Dies kann Fritz Auch-Schwarz nur bestätigen. Nachdem er und seine Berufskollegen nach dem Messebau 2004 Flächen so getauscht haben, dass alle wieder zusammenhängende Einheiten bewirtschaften können, hat er jetzt ein etwa vier Hektar großes Stück südöstlich vom Echterdinger Ei. Das würde der U6 zum Opfer fallen. Weitere Flächen pflegt Auch-Schwarz nördlich der Autobahn auf Plieninger Seite: Dort allerdings ist die ICE-Trasse für jene Züge geplant, die künftig aus Stuttgart Richtung Ulm fahren. "An dieser Trasse können wir nicht mehr viel rütteln", weiß der Landwirt. Bei der U6 dagegen hofft er auf ein Einsehen der Planer: "Am liebsten wäre uns, wenn auch diese Gleise parallel zur Autobahn geführt würden." Und der Vorschlag der SPD für den ICE ist für Auch-Schwarz undenkbar.
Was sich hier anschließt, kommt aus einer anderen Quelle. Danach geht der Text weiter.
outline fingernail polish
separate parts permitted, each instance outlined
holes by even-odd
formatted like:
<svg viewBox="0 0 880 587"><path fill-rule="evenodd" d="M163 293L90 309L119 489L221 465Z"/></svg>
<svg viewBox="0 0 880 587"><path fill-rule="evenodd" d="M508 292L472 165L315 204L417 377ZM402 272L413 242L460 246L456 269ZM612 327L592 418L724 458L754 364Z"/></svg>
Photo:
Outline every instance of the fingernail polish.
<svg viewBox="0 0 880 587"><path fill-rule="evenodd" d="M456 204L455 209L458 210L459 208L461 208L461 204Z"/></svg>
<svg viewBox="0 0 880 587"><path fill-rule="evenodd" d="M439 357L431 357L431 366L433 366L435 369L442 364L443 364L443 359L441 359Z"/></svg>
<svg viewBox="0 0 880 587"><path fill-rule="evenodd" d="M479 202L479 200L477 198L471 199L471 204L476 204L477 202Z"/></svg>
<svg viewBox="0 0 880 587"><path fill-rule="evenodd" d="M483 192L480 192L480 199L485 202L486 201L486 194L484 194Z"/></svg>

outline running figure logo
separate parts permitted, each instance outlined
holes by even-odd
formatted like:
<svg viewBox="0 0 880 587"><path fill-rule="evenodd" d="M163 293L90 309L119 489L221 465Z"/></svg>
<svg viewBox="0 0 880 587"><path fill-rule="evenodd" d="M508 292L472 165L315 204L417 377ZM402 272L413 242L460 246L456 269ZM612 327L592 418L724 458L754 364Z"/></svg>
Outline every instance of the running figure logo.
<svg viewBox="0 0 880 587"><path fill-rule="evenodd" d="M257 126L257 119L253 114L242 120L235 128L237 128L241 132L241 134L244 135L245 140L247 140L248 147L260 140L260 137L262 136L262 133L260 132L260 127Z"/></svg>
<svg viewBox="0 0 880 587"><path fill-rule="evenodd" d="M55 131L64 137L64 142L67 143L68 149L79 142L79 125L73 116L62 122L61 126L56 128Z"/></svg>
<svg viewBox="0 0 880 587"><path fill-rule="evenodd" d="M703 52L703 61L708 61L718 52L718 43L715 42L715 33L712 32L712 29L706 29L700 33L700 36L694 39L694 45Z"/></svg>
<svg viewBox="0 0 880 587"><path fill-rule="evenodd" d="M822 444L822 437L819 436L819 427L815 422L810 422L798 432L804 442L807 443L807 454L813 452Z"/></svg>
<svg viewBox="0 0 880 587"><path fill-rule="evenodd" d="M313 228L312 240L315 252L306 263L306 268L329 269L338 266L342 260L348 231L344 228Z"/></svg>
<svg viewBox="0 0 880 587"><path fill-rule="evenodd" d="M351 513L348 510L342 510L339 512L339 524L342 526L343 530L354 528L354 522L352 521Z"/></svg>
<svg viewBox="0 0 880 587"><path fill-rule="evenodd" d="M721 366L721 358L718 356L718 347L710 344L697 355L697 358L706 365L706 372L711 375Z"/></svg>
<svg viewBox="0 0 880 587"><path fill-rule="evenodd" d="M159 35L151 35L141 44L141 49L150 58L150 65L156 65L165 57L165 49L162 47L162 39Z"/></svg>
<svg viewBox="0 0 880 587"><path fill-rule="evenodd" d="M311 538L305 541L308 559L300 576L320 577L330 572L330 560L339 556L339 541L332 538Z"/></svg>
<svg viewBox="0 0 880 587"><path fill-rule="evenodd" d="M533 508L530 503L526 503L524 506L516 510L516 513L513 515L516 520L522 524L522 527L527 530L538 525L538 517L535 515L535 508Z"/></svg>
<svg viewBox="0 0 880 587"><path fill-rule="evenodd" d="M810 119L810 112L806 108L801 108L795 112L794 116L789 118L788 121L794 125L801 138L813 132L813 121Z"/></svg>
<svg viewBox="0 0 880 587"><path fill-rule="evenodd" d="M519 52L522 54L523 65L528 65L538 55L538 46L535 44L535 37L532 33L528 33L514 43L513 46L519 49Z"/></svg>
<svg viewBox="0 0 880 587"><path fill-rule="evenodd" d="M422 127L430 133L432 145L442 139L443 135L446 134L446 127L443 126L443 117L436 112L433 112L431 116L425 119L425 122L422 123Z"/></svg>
"Ich frage mich, ob wir wirklich so weitermachen können" , zweifelt der 52-Jährige, "das Tempo der Versiegelung ist gigantisch." Gut kann er sich an seine Kindheit erinnern, als die Echterdinger Markung nach Norden noch weit bis über die Autobahn reichte und die Echterdinger Bauern dort Heu machten, wo heute der Fasanenhof ist. Damals sei man noch mit dem Pferdefuhrwerk über die B27 gefahren. "Vor 50 Jahren war das noch eine ganz andere Welt."

Dabei sei die Notwendigkeit vieler Baumaßnahmen eher zweifelhaft, findet Auch-Schwarz. An Gewerbeflächen gebe es ein riesiges Überangebot. Und trotzdem plane der Flughafen jetzt ein weiteres Gewerbegebiet: "Ich frage mich ohnehin, ob das alles rechtens ist", sagt Auch-Schwarz und stellt infrage, ob das Flughafenareal einfach in Bürofläche umgewandelt werden darf. Direkt daran angrenzend planen die Städte Leinfelden-Echterdingen und Stuttgart gemeinsam den Gewerbepark Echterdingen-Ost - der Landwirtschaft gehen dann auch dort rund 20 Hektar beste Böden verloren. Die U6, meint Auch-Schwarz, leiste dem Gewerbepark sicher Vorschub.

Filder ist das schwäbische Wort für Felder. Doch ausgerechnet in diesem traditionell bäuerlichen Gebiet mit höchster Bodengüte gibt Auch-Schwarz der Landwirtschaft keine Zukunft mehr. "Eigentlich haben wir es ja gewusst: Wenn wir gegen die Messe verlieren, ist das der Dammbruch. Dann gibt es kein Halten mehr, dann geht es Schlag auf Schlag immer weiter."